New Delhi, Sep 12 (NationPress) The Securities and Exchange Board of India (SEBI) has introduced a set of regulatory adjustments following its board meeting, significantly easing the minimum public shareholding (MPS) criteria for large firms intending to conduct initial public offerings (IPOs).

As per SEBI's announcement, firms with a market capitalization ranging from Rs 50,000 crore to Rs 1 lakh crore will now have an extended period to fulfill public shareholding mandates.

These companies will need to reach a 15 percent MPS within five years post-listing and a 25 percent MPS within a decade.

Currently, the stipulation is to achieve the 25 percent threshold within three years.

This initiative is anticipated to facilitate fundraising processes and alleviate the urgency for companies to swiftly dilute substantial stakes, which could adversely influence stock prices.

Industry experts believe this decision will also diminish the necessity for companies to pursue individual exemptions from SEBI.

In another notable decision, SEBI has classified real estate investment trusts (REITs) and Infrastructure Investment Trusts (InVITs) as equity instruments.

This alteration will simplify mutual fund investments in these vehicles and is expected to boost retail investor engagement in these asset classes.

SEBI also revised governance norms for stock exchanges and depositories, aimed at enhancing transparency and oversight within market entities.

Moreover, the regulator has eased eligibility requirements for investment advisors and research analysts.

Going forward, individuals with a degree in any field will be eligible to apply, although obtaining the NISM certification remains a prerequisite.

Furthermore, SEBI has simplified the requirements concerning credit reports, net worth, and asset-liability statements.

To facilitate access for international investors, SEBI has launched “India Market Access,” a new website dedicated to foreign portfolio investors (FPIs).

This portal will offer comprehensive regulatory and procedural information for those interested in investing in Indian markets.

Point of View

It is imperative to recognize that SEBI's recent adjustments reflect a strategic move to foster a conducive environment for large companies in India.
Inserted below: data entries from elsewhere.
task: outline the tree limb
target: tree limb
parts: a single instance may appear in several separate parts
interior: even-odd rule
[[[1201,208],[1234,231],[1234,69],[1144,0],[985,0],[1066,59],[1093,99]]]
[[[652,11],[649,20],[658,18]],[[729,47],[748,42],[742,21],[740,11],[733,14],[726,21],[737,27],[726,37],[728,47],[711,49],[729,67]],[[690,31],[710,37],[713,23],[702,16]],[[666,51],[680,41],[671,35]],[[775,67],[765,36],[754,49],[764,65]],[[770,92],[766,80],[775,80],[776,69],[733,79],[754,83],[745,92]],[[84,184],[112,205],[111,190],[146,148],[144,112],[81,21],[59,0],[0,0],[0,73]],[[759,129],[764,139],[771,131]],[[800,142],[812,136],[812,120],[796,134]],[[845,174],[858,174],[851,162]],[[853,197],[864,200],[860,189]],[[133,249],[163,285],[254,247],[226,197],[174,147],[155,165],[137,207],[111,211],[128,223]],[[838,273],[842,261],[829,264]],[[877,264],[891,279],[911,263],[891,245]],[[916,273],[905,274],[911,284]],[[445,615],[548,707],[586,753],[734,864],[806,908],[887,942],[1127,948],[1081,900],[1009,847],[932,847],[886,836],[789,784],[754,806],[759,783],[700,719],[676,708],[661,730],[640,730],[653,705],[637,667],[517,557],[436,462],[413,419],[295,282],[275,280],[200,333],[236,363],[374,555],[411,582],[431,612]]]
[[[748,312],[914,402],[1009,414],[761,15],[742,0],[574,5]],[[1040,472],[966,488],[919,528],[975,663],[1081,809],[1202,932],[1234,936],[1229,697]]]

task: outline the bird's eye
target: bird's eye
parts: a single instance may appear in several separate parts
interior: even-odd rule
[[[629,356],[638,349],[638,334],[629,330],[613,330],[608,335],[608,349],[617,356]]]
By easing MPS norms, the regulator not only alleviates pressure on businesses but also enhances investor confidence, positioning India as a favorable market for growth.
NationPress
13/09/2025

Frequently Asked Questions

What are the new MPS requirements for companies?
Companies with a market capitalization between Rs 50,000 crore and Rs 1 lakh crore will now need to achieve 15% MPS within five years and 25% within ten years.
How does this change affect fundraising?
By easing the MPS requirements, companies can fundraise more effectively without the immediate pressure to dilute large stakes, which can negatively impact share prices.
What is the significance of the new 'India Market Access' website?
The 'India Market Access' website is designed to provide foreign portfolio investors with essential regulatory and procedural information, enhancing accessibility for international investors.
Will investment advisors face more relaxed criteria?
Yes, SEBI has made it easier for investment advisors by allowing graduates from any discipline to apply, while still requiring the NISM certification.
What other changes did SEBI implement?
SEBI also classified REITs and InVITs as equity instruments and amended governance norms for stock exchanges and depositories to improve market transparency.